We all know the importance of eating right if we hope to maintain a healthy body weight. Far fewer realize that whether we develop a condition like obesity is also partly a response to our mother’s eating habits when she was pregnant with us. Similarly, how we react biologically to stress was partly “learned” in utero in response to our mother’s experiences of stress during pregnancy. These are but two examples of how early environments can permanently alter, or “program”, biology by modifying the development of organs, tissues, and physiologic systems.
These developmental processes are the subject of a rapidly growing focus in biomedical and public health research. They also hold fascinating insights for anthropological problems like the causes of human variation and the modes of adaptation. Why might our bodies alter biological settings in response to experiences prior to birth? Is this merely a limitation of the developing body’s capacity to buffer itself against disruption? Alternatively, given that the fetus receives a stream of hormones and nutrients from the mother, might these allow it to set up certain biological parameters, such as energy expectations, in anticipation of the environmental conditions that it is likely to encounter after birth? Variations on this hypothesis have been proposed to explain patterns of disease in populations experiencing rapid changes in diet, culture and lifestyle: in these settings, individuals who were undernourished in utero but go on to experience more abundant nutrition as adults are often at greatest risk for diseases related to obesity.
Developmental programming of adult health in the Philippines. Much of my work has evaluated the long-term effects of early environments in the Philippines, a nation experiencing rapid changes in diet, lifestyle, and disease. Since 1998, I’ve worked with US and Filipino colleagues on one of the few studies in a non-western setting capable of clarifying the biological effect of early environments with longitudinal data extending back to pregnancy. Our research shows how the nutritional and lifestyle changes underway have more adverse effects on CVD risk among individuals who were born small or whose mothers were marginally nourished during pregnancy.
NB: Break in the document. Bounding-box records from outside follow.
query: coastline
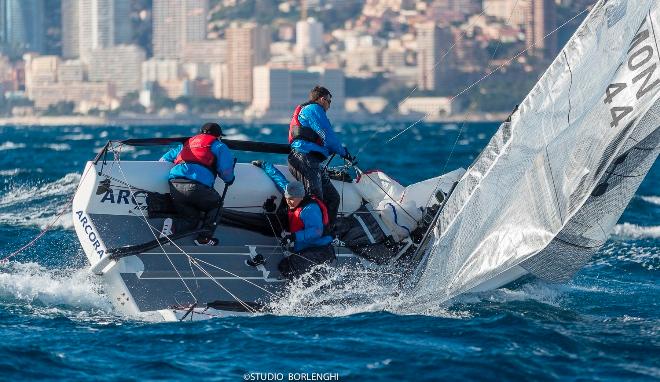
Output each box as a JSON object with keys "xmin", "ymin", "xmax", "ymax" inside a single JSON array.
[{"xmin": 0, "ymin": 113, "xmax": 508, "ymax": 127}]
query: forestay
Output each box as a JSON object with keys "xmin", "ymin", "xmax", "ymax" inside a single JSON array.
[{"xmin": 416, "ymin": 0, "xmax": 660, "ymax": 301}]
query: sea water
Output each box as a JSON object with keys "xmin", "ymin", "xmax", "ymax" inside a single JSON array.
[{"xmin": 0, "ymin": 123, "xmax": 660, "ymax": 381}]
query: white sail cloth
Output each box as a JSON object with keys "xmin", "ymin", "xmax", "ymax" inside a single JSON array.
[{"xmin": 416, "ymin": 0, "xmax": 660, "ymax": 301}]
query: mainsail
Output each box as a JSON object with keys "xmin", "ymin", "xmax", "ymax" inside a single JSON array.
[{"xmin": 415, "ymin": 0, "xmax": 660, "ymax": 301}]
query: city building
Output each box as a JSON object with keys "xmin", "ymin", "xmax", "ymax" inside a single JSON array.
[
  {"xmin": 226, "ymin": 23, "xmax": 270, "ymax": 103},
  {"xmin": 152, "ymin": 0, "xmax": 209, "ymax": 60},
  {"xmin": 248, "ymin": 65, "xmax": 346, "ymax": 117},
  {"xmin": 399, "ymin": 97, "xmax": 456, "ymax": 119},
  {"xmin": 417, "ymin": 22, "xmax": 453, "ymax": 91},
  {"xmin": 57, "ymin": 60, "xmax": 85, "ymax": 83},
  {"xmin": 0, "ymin": 0, "xmax": 46, "ymax": 57},
  {"xmin": 61, "ymin": 0, "xmax": 80, "ymax": 58},
  {"xmin": 525, "ymin": 0, "xmax": 558, "ymax": 59},
  {"xmin": 23, "ymin": 54, "xmax": 60, "ymax": 97},
  {"xmin": 70, "ymin": 0, "xmax": 131, "ymax": 63},
  {"xmin": 295, "ymin": 17, "xmax": 325, "ymax": 55},
  {"xmin": 483, "ymin": 0, "xmax": 529, "ymax": 27},
  {"xmin": 142, "ymin": 58, "xmax": 181, "ymax": 83},
  {"xmin": 29, "ymin": 82, "xmax": 116, "ymax": 113},
  {"xmin": 181, "ymin": 40, "xmax": 227, "ymax": 64},
  {"xmin": 211, "ymin": 64, "xmax": 229, "ymax": 99},
  {"xmin": 89, "ymin": 45, "xmax": 146, "ymax": 98}
]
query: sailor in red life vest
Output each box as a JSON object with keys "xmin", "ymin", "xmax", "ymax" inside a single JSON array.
[
  {"xmin": 160, "ymin": 123, "xmax": 234, "ymax": 246},
  {"xmin": 288, "ymin": 86, "xmax": 356, "ymax": 230},
  {"xmin": 252, "ymin": 161, "xmax": 335, "ymax": 279}
]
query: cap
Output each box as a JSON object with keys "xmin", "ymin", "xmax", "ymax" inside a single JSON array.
[
  {"xmin": 199, "ymin": 122, "xmax": 224, "ymax": 137},
  {"xmin": 284, "ymin": 181, "xmax": 305, "ymax": 198}
]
As a continuation of this focus, we currently have grant support to assess the prenatal and early life determinants of weight gain and CVD risk in all mothers and their young adult offspring (n ~ 4,000).
While developmental programming may contribute to disease transitions in nations experiencing rapid change, a lifecourse, intergenerational model could also help explain health disparities in other contexts, like the cluster of perinatal and adult conditions found among African Americans.
A developmental approach to male reproductive ecology. If the fetus uses nutritional cues conveyed by the mother to adjust future nutritional requirements, we should expect expenditure on energetically costly but non-essential traits to be diminished in response to early life nutritional stress. In males, these prominently include sexually dimorphic traits like stature growth and muscle, which in part reflect the anabolic effects of testosterone. Several grants are allowing us to evaluate plasticity in male life history and reproductive ecology in the Philippines. This research will clarify the effect of early environments on the hypothalamic-pituitary-testicular axis and its regulation, including production of both testosterone and sperm, and any downstream effects on energetically-costly, testosterone-sensitive traits like muscle mass, stature, and strength.
Evolutionary medicine. Public health can clarify how it is that we get sick, but leaves open the broader question of why we get sick. From an evolutionary perspective, diseases like obesity and diabetes can be viewed as a result of the body’s strategy for prioritizing and allocating its finite energy. I am particularly interested in the importance of the brain to the body’s energy budget during infancy: not only does the brain demand most of the body’s energy at this age, but it is quickly damaged if this supply line is even temporarily disrupted. The challenge of feeding the brain is compounded by the frequent nutritional disruptions that accompany weaning and childhood infectious diseases. I have argued that this confluence of factors helps explain why our highly-encephalized babies also come equipped with more body fat than any other mammalian neonate. I also believe that some of the changes in metabolism and physiology triggered in response to early life nutritional stress, such as we see in the Philippines, might be understood as a strategy to buffer the fragile and energy-hungry brain at this nutritionally-turbulent age.
The synthesis of evolutionary and developmental biology. The
bringing together of Mendel’s laws with Darwin’s principle of natural
selection in the 1930s and 40s laid the foundation for modern evolutionary biology.
These developments, described as the Modern Synthesis, revealed how the differential
replication of genes could create complex adaptations like eyes and wings. As
an accident of scientific history, the rules that govern how genes unfold and
interact with the environment to actually create such traits—developmental
biology—were largely missing from this synthesis. As a result, developmental
processes were relegated to a black box and their role in evolution taken for
granted for much of the 20th century. The brisk pace of research on developmental
plasticity, epigenetic inheritance, life history evolution, and the genetics
of developmental pathways (evo-devo) is helping finish the important work begun
80 years ago by bringing development back to the center of the field. As a student
of evolutionary biology and its history, I have a keen interest in this new
synthesis and the contribution that anthropologists can make to it.